The Web site law.com is a $20 million question.
That's what New York investment banker Wasserstein Perella & Co. has sunk into the San Francisco-based spinoff of New York-based American Lawyer Media, which Wasserstein bought from Time Warner in 1997.
The site is intended to be a "cradle to grave" destination for attorneys, said Anup Bagaria, a Wasserstein Perella VP. "We want them to check in every day, even several times a day," Mr. Bagaria said.
It's also an amalgamation of three companies' content--Law.com Inc., American Lawyer Media and Law Stuff--intended almost exclusively for legal professionals. The point: Even if you don't have the ability to put up strong business-to-business content on your site, at least enter into a partnership with a company that does, to give your users that added value.
The site is well on its way to succeeding. After only three months in its present form, it's generating 5 million page views a month, and that total is growing 20% a month, said Todd Aaron, law.com's chief strategy officer.
Shared information
Despite having been spun off from American Lawyer Media, law.com will preserve the relationship through a contract for exclusive online rights to American Lawyer Media's editorial product.
"The cornerstone of our content policy going forward is to continue to expand it as ALM expands their coverage," Mr. Aaron said. "Additionally, because we are an independent entity and we're not owned by ALM, we also intend to go out and look elsewhere for high-quality content, and partner with people who can provide us with that kind of content-specific practice areas ALM does not cover that much."
William Pollak, president-CEO of American Lawyer Media, said the content deal "allows us to focus on what we think we do best, which is content development, and allows other people--in this case, law.com--to do what we think they do best: the marketing and distribution of an Internet site."
An established old-media company, American Lawyer Media, at 900 employees and $121.5 million in 1998 revenue, was at a crossroads last year in its Web strategy, Mr. Pollak said.
"We were going to divert a lot of time and attention and resources to build our own Internet site," he said. "But it just made a lot more sense for us to develop just the content than to get into the boxes and the wires and everything else."
The deal is for only one year, Mr. Pollak said, because "I guess you have to start somewhere, and it was hard for us, or anyone, to know where the Internet will go and how it will develop. It just made sense for us to stay flexible."
Mr. Bagaria said he's confident the contract will be extended. "That agreement is extremely, extremely valuable," he said.
American Lawyer Media's content was directed at law firms and corporate counsels, Mr. Pollak said, while the original law.com's content was more consumer-driven. Both companies are now developing law-oriented content for "non-lawyer business professionals," he said.
Judging by revenue
Wasserstein had bought the rights to the law.com name by buying the original, Phoenix-based law.com, which was positioning itself as a legal portal, directing attorneys to other sites.
At the same time, Mr. Aaron said, Wasserstein bought Chicago-based Law Stuff, which was operating lawstuff.com, selling legal texts and study guides to students, and legal texts and software to legal professionals. That site has now been folded into law.com as lawstuffusa.com.

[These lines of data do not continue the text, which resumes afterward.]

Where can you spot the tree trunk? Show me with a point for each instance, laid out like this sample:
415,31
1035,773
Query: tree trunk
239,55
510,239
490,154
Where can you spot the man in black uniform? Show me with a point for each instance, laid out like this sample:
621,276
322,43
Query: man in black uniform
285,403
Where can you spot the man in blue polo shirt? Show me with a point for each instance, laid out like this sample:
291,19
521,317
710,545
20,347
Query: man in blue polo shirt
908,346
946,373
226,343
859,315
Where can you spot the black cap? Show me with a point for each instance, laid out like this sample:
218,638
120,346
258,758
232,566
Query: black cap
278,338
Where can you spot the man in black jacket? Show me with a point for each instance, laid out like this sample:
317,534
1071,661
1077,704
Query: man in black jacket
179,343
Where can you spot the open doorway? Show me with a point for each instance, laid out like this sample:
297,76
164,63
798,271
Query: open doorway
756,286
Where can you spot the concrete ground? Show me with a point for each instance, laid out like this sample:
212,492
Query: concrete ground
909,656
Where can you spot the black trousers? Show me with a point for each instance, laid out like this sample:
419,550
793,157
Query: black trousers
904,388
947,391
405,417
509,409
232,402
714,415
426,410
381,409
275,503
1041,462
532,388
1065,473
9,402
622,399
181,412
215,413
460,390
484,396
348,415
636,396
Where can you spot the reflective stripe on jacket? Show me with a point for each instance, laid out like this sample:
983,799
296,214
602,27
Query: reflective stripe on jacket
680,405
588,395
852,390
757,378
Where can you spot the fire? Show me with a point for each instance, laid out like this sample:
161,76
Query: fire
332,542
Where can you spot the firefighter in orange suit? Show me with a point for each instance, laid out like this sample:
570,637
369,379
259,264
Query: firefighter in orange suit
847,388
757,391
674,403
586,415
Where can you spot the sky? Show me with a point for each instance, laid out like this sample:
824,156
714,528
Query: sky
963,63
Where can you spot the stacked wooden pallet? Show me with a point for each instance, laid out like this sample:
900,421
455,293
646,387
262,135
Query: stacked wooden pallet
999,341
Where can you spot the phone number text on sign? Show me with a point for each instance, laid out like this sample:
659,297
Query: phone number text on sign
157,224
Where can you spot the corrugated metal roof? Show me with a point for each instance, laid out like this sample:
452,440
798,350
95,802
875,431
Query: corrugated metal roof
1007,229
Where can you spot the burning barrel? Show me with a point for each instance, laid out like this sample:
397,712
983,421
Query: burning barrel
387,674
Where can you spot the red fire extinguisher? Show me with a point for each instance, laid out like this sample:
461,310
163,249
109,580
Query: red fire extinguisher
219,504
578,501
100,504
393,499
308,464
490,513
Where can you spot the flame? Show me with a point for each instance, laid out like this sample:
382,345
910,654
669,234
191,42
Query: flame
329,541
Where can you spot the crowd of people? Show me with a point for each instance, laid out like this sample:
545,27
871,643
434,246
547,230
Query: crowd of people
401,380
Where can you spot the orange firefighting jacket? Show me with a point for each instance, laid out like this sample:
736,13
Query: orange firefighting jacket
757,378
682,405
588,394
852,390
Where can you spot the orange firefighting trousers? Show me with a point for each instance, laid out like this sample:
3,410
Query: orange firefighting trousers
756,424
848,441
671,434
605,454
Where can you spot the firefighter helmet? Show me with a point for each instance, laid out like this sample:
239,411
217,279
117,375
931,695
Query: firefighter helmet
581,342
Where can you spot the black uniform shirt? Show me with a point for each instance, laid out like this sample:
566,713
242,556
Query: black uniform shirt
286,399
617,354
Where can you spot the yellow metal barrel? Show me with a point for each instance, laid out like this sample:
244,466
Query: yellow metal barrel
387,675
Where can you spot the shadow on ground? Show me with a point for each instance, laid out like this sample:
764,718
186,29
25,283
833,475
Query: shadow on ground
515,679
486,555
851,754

"That's really the e-commerce part of this," Mr. Aaron said.
Mr. Bagaria said the success of law.com is being judged on a simple yardstick: revenue.
"There's no reason why this can't be a $500 million to $1 billion a year company some day," he said. "We're running at about $10 million a year right now, and we haven't started any kind of marketing campaign to draw people to it."
The university market
Banner advertising and, especially, e-retail for lawyers contribute to the site's revenue, Mr. Aaron said.
"We have a law student strategy, where we're partnering with 65 law schools around the country to build custom online bookstores," Mr. Aaron said. The law schools supply law.com with book lists for each course offering, and law.com supplies the books online.
"The universities are very receptive and the students are, too, because they don't have to go to the bookstore and lug all those books home," Mr. Aaron said.
The law.com site will also carry law-library books from a variety of publishers.
"Our intent is to build the premier destination on the Web for anything related to the law and lawyers," Mr. Aaron said.